Die Baufirma teilte am Donnerstag mit, dass sie das seit langem geplante Projekt nicht baut. Eigentlich hätte man in Bellach bauen können, es hätten sich aber bessere Varianten ergeben, schreibt die Marti AG.

Projekt Bellach

Bildlegende: Neuer Firmensitz (vorn) und Bodenwaschanlage hinten – so sah das Projekt ursprünglich aus. Nun bleibt nur der Werkhof. zvg

Das geplante Recyclingwerk gab in Bellach viel zu reden. Geplant war eine Bodenwaschanlage. Dazu wollte die Marti AG ihr Firmengelände vergrössern.

Doch die Gemeindeversammlung von Bellach machte im Juni 2013 der Firma einen Strich durch die Rechnung. Sie lehnte es ab, Land aus der Reservezone am Dorfrand herzugeben. Die Dorfbewohner befürchteten Lärm und Dreck.

Die Marti AG gab dann bekannt, dass sie die Anlage trotzdem bauen wolle auf dem angestammten Firmengelände. Aber der Hauptsitz der Firma würde nicht nach Bellach verlegt, denn dazu würde der Platz fehlen.

Alles bleibt beim Alten

Nun ist aber klar: Die Marti AG baut in Bellach gar nichts. Sie betreibt nur wie bisher ihren Werkhof. «Das Firmengelände in der Bellacher Industriezone wäre zwar gross genug und würde die Voraussetzungen erfüllen, um das Vorhaben realisieren zu können», teilt die Marti AG mit.

Und weiter schreibt sie: «Die Prüfung von Alternativstandorten hat jedoch ergeben, dass sich bessere Varianten anbieten.» Wo diese «Varianten» sind, wird nicht weiter ausgeführt.

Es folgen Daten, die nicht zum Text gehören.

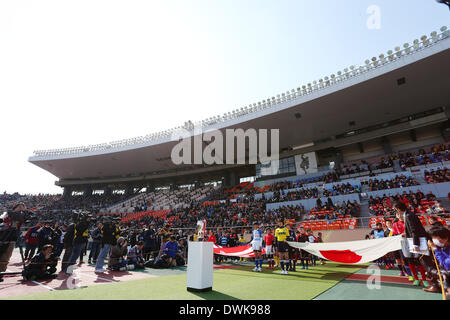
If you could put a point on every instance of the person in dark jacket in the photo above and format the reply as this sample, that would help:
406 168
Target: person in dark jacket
117 261
31 241
109 238
135 257
45 235
96 235
415 230
149 238
68 245
79 240
42 266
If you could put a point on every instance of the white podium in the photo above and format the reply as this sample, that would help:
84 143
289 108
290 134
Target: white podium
200 266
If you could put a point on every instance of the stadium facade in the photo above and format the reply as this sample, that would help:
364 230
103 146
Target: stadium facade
394 102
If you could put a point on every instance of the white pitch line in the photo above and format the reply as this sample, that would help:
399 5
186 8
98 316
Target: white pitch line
43 285
96 277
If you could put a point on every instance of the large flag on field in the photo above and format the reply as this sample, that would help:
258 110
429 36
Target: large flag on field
241 251
352 252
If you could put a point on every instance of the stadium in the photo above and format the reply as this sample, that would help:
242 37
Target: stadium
351 146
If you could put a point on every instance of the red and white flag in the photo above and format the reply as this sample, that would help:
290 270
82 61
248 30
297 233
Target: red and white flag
241 251
352 252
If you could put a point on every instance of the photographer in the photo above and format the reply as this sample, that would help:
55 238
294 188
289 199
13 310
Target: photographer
42 266
96 235
79 239
68 245
10 223
135 257
31 241
116 261
109 238
45 234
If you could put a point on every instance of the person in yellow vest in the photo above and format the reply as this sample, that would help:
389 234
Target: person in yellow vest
242 242
281 234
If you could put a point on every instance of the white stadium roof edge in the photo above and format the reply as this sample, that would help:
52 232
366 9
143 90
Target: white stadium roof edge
425 63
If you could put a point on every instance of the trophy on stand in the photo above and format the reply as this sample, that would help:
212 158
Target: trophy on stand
201 230
200 261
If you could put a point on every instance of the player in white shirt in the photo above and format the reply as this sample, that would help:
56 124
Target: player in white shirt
257 240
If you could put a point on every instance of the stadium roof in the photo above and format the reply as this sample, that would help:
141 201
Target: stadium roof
406 81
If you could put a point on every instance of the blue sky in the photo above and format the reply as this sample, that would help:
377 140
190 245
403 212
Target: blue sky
85 72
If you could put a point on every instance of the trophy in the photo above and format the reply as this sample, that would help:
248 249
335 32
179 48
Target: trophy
201 229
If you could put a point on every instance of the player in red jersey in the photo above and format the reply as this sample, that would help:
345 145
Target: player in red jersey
268 239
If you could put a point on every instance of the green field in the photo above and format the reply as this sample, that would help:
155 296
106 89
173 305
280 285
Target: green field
229 284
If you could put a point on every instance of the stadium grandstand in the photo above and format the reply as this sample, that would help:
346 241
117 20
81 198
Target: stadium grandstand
351 145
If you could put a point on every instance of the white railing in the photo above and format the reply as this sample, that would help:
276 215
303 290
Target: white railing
340 76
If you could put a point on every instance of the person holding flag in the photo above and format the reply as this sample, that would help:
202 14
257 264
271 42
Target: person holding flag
281 234
257 246
269 239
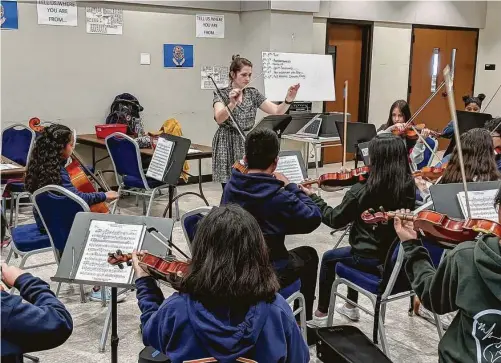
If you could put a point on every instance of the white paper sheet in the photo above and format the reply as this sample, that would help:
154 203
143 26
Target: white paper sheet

Ausdrücklich hält die Firma fest, dass der Hauptsitz der Firma nicht nach Bellach kommt. Fazit für die Gemeinde Bellach: Ausser Spesen nichts gewesen.

Projekt Bellach

Die Halle mit der Bodenwaschanlage wäre 110 Meter lang geworden. Pro Jahr hätten darin 40'000 Tonnen verseuchter Erde gewaschen werden sollen, z. B. mit Öl verschmutztes Kies. Die Anlage hätte 15 Arbeitsplätze geschaffen. Weitere 100 Arbeitsplätze wären im Hauptsitz der Firma entstanden.